House Ways and Means Committee Chairman Kevin Brady (R., Texas) on Tuesday played down the likelihood the repeal would be included in a tax overhaul. When asked by radio host Hugh Hewitt about the idea, Mr. Brady said, “Well, I don’t think it is, and here’s why. Look, I love these ideas from senators on health care, but what my constituents are looking at are for action on health care from our senators.”

Some other lawmakers also gave it tepid support.

“My concern is that while I do not support the individual mandate, I worry that it would impede progress on the tax reform process,” said Sen.
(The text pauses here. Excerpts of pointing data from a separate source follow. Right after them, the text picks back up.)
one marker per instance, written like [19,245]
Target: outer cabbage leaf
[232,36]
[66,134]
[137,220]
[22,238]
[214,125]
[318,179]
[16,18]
Susan Collins (R., Maine).

Senate Finance Committee Chairman Orrin Hatch (R., Utah) said Wednesday he supports repealing the individual mandate, but believes efforts to dismantle the ACA should be handled separately from the tax overhaul.

Mr. Trump could also opt to end the individual mandate on his own and has been widely expected to do so in future executive orders on health policy.

Health analysts say the mandate keeps the ACA’s markets stable by ensuring that younger and healthier people obtain coverage, offsetting the costs of less-healthy individuals.

About seven million people in 2016 reported owing a penalty for not having coverage the year before, according to the Internal Revenue Service. The fee is 2.5% of household income or $695 per person, whichever is higher.

Republican leaders have been hesitant to include anything related to the ACA in the tax bill after GOP lawmakers repeatedly failed to repeal the Obama-era health law earlier this year.

Repealing the individual mandate would make attracting Democratic support much harder, particularly in the Senate where Republicans are hoping to win over some Democrats who face re-election next year in conservative-leaning states.

Sen. Jerry Moran (R., Kan.) said he supports repealing the individual mandate. “But I also know we don’t want to complicate passage of tax reform,” he said. “Combining the two creates less likelihood of a bipartisan approach to taxes.”

Sen. Jon Tester, a Democrat up for re-election next year in Republican-leaning Montana, said he was worried that if Republicans repealed the individual mandate, they would also try to tack on measures to lower premiums by gutting consumer protections.

“I hate the mandate,” Mr. Tester said Wednesday. “But if you’re going to repeal it, that means you’re repealing all this other stuff that I like. So let’s find out what they really want to do.”

Still, momentum has built for knocking down or delaying parts of the ACA, including a two-year postponement on a health-insurance tax and a medical-devices tax.